When I went backpacking for the first time I made so many mistakes! Packing too much in a too cheap backpack, wearing the wrong shoes, and I had no clue about backpacking ethics. But now, 10 years and countless trips later, I know all about it!
Practice and preparation are the keys! And in this blog post, I will tell you how to prepare and what you need to practice. So, let’s get started!
1. Tips to save money on proper gear for your first backpacking trip
When you go backpacking for the first time it is smart to not spend all your money on new gear. Backpacking gear isn’t cheap and as you never did it before you are not even sure if you really like it!
Saving on gear doesn’t mean that you should just buy ‘cheap-ass-shit’. At least, that is certainly not what I would recommend. A backpack can make or break your experience. You will want a good backpack, that fits well on you, will not cause scratches on your hips, irritation on your shoulders, or a sore back or neck.
So, how should you save money on proper gear? There are a couple of different options:
You might already have a lot of things at home you can use for backpacking. A lightweight spork sounds cool, but believe me, a normal cutlery set will work just as good. It might weigh a little more, but for such small things this is acceptable. Especially when you go backpacking for the first time!
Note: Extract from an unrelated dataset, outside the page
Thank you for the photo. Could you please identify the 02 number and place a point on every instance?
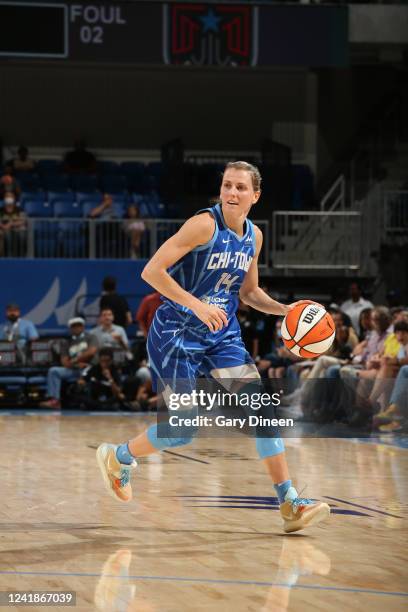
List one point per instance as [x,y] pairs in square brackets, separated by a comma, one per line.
[91,35]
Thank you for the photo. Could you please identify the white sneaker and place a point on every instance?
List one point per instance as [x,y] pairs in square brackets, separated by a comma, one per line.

Do you have friends, neighbors, or family members that have been backpacking? Ask if you can borrow their stuff. You can try it out and if you like it you can buy your own gear. Don’t forget to pick up an awesome souvenir as a thank you!
Check local second-hand shops or online market places to see if people sell their used backpacking gear. Not everybody is as smart as you and a lot of people buy expensive gear to figure out backpacking is just not for them. Take advantage of that and only pay a small amount for proper gear!
Some outdoor shops provide options to rent gear. Especially when you go on a short trip, this might be a better option for you. You can save a lot of money and figure out if you really like backpacking. If you do, buy your own gear for your next trip.
TIP: REI offers the possibility to rent gear like backpacks, tents, sleeping pads, and bags, etc.
2. Start with packing the essentials
It is common to have many questions when it comes to packing your backpack for the first time. What should you bring and what should you leave? If you start with packing the 11 essentials for every backpacking trip, you just know you are already pretty well prepared!
These essentials were once (a long time ago) established by ‘The Mountaineers’, which is an organization for outdoor adventurers of all kinds. The list was made up of 10 things that should be brought on every adventure to make sure people were able to survive in the outdoors. Overtime the list evolved into a system, so it can be adjusted to any backpacking trip.
3. Lightweight backpacking tips for beginners
Packing your bag as light as possible is a sport. Save a few grams here and a couple of grams there. It is not something you should worry too much about on your first backpacking trip and definitely don’t focus on the smaller things. Like mentioned before, a lightweight spork or a normal set of cutlery isn’t going to make a huge difference.
Instead, focus on the big things. The weight of your backpack, tent, sleeping pad, and sleeping bag can make a huge difference. The only drawback with these items is, that the more lightweight you want them, the more expensive they become. Have a look at 1. Tips to save money on proper gear for your first backpacking trip to see how you can save money on lightweight items.
4. Backpack packing tips for beginners
Packing a backpack is a different kind of game than packing a suitcase. A suitcase opens all the way up and you can easily access everything in there and even keep things neat.
When you go backpacking, the first thing you should do is forget caring about wrinkles on your clothes or dirt in your bag. It’s all gonna be dirty anyway and who cares about wrinkles in the outdoors?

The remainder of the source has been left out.